If there are any specific points anyone is curious about, make them known, and I'll will try to come up with an answer. Otherwise, I tried to follow the protocol Wolf outlined, though, it did not seem to work out exactly as intended.
Armageddon! Yeah, that is a pretty bloody sky. That scene is in front of my home. The trees are not only leafless from winter, but also (the two most prominent) from oak wilt, a fungus disease, that has wiped out countless live oak trees that once graced so much of the landscape in these parts. That disease is playing much the same role with live oaks as was played with chestnut trees in the Eastern U.S. This is recent, something like the last 20 to 25 years.

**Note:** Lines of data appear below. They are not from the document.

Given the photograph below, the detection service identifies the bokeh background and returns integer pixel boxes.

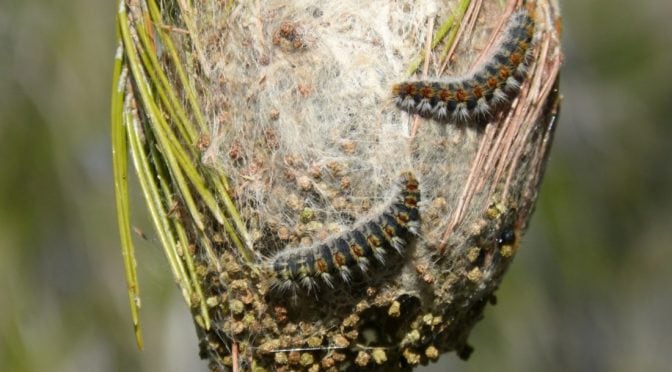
[0,0,672,372]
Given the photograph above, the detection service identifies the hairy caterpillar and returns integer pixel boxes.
[269,172,420,291]
[392,9,534,122]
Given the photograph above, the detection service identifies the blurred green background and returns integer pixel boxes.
[0,0,672,371]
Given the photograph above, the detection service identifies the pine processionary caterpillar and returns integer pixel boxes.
[269,172,420,292]
[392,9,535,122]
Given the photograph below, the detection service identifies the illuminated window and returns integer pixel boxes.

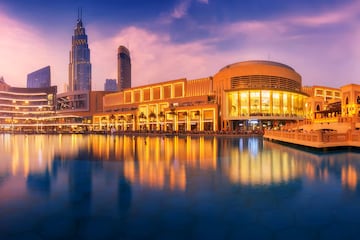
[250,91,260,115]
[240,92,249,116]
[261,91,270,114]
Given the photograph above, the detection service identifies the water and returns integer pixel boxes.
[0,135,360,240]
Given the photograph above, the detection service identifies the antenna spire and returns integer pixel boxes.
[78,8,82,21]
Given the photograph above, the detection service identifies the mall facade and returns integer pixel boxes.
[4,58,360,133]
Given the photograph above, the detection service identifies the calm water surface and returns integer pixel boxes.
[0,135,360,240]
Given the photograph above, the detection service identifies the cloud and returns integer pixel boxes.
[171,0,191,19]
[0,13,58,87]
[198,0,209,4]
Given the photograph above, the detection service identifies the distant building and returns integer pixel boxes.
[68,12,91,92]
[104,79,117,91]
[117,46,131,91]
[27,66,51,88]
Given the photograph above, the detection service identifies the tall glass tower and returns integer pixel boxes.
[68,13,91,92]
[117,46,131,91]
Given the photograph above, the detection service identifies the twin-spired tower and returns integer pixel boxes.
[68,12,91,92]
[68,11,131,92]
[117,46,131,91]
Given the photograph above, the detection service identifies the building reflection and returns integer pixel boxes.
[0,134,360,194]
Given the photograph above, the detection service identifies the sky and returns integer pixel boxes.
[0,0,360,93]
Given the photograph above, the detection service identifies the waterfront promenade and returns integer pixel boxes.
[264,118,360,149]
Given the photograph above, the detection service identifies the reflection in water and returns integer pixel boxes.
[0,135,360,239]
[0,134,359,191]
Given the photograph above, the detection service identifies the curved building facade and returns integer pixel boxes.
[213,61,307,130]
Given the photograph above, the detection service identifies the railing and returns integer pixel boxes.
[264,129,360,148]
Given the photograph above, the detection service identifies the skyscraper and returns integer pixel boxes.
[117,46,131,91]
[68,12,91,92]
[26,66,51,88]
[104,79,117,91]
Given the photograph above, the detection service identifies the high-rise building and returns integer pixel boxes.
[68,13,91,92]
[117,46,131,91]
[104,79,117,91]
[27,66,51,88]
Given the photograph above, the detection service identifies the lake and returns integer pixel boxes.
[0,134,360,239]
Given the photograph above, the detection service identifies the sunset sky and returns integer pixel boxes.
[0,0,360,93]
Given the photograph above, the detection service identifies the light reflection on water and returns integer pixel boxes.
[0,135,360,239]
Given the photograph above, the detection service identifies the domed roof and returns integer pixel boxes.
[220,60,295,72]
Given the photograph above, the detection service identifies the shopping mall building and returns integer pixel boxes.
[4,58,360,133]
[93,61,308,132]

As a result, currently the ecological designation of this area being a live oak savannah seems to be getting phased into something else. I won't hazard a guess as to the percent loss of live oaks around here, but it is high. Our recent dry spell has had one benefit; it has killed off a lot of the local infestation of ash juniper. It remains to be seen whether some other tree will take the place of the live oak.
In the mean time we have a lot of picturesque tree skeletons around to make some places look like winter all year long.